3 Replies Latest reply on Apr 28, 2016 1:34 PM by Intel Corporation

    AVX Base vs. AVX Turbo


      The documunt here (http://www.intel.com/content/dam/www/public/us/en/documents/specification-updates/xeon-e5-v3-spec-update.pdf) states that a Xeon E5-2699 v3 Haswell-EP chip has an AVX Base Frequency of 1.9 GHz and an "AVX Turbo Boost Technology Maximum Core Frequency" (called AVX Turbo in the remainder of my post) of 2.6 GHz when using all 18 cores.


      How do I compute the peak DP GFlop/s for this chip? Assuming 1.9 GHz I arrive at 1.9 [GHz] * 18 [cores] * 2 [two FMA units] * 4 [AVX] * 2 [FMA] = 547.2 GFlop/s. Assuming 2.6 GHz I get 748.8. In some documents it says the Turbo can only be achieved for "most AVX" workloads (whatever that is). What factors impact whether my code qualifies to be included in "most AVX" workloads?

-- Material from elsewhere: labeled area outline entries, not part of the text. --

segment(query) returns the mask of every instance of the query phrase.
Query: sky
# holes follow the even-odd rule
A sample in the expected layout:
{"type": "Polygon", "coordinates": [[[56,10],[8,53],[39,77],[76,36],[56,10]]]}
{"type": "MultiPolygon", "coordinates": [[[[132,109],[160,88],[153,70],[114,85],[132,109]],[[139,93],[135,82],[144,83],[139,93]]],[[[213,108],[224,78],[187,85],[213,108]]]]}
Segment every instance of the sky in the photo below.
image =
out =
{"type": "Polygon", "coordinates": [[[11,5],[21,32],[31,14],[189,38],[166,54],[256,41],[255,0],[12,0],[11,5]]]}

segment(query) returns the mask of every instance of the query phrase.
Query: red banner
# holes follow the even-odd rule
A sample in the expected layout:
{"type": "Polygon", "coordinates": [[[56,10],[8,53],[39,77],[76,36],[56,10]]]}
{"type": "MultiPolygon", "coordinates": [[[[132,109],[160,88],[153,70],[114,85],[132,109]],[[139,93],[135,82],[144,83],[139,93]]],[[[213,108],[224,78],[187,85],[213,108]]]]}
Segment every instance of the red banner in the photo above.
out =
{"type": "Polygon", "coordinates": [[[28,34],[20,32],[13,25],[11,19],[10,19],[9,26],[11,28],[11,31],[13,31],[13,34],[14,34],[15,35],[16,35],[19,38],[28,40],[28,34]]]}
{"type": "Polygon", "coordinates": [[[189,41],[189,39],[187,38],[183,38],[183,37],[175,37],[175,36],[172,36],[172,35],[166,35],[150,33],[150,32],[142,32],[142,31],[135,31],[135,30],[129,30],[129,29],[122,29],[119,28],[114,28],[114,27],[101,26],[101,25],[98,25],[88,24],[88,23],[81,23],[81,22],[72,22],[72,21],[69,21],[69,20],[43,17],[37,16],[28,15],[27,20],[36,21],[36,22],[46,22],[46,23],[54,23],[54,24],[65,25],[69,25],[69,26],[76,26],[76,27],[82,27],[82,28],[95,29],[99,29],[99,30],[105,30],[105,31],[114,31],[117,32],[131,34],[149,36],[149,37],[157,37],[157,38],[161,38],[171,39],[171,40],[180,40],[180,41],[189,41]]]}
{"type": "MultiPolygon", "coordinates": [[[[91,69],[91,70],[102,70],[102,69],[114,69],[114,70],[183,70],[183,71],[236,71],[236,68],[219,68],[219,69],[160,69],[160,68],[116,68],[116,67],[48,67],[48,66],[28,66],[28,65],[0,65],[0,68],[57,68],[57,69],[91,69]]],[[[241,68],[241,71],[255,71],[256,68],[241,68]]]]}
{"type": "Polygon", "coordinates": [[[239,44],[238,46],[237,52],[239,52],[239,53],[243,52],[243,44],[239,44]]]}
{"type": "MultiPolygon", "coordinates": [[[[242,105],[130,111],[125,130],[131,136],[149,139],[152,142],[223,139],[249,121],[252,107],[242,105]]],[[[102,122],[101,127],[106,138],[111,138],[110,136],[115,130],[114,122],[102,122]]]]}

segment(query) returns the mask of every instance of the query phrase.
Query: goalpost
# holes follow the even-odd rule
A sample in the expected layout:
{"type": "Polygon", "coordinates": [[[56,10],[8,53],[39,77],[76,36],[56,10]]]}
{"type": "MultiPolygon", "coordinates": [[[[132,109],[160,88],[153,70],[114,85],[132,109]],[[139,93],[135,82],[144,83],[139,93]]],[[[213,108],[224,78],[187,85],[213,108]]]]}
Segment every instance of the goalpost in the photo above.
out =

      I tested a chip using a dot product benchmark which issues two AVX loads and two AVX FMAs per cycle with a dataset in the L3 cache running on all cores which, according to RAPL counters, went over the TDP. However, the measured frequency was still 2.6 GHz. IMO a workload can't get much worse than that for the chip. Is it perhaps dependent on the quality of the chip whether my code will run at something below 2.6 GHz? In that case, depending on the chip quality, some people would get a chip that offers 30% more performance vs the one that can only do AVX base. That doesn't sound right. Can someone please clarify?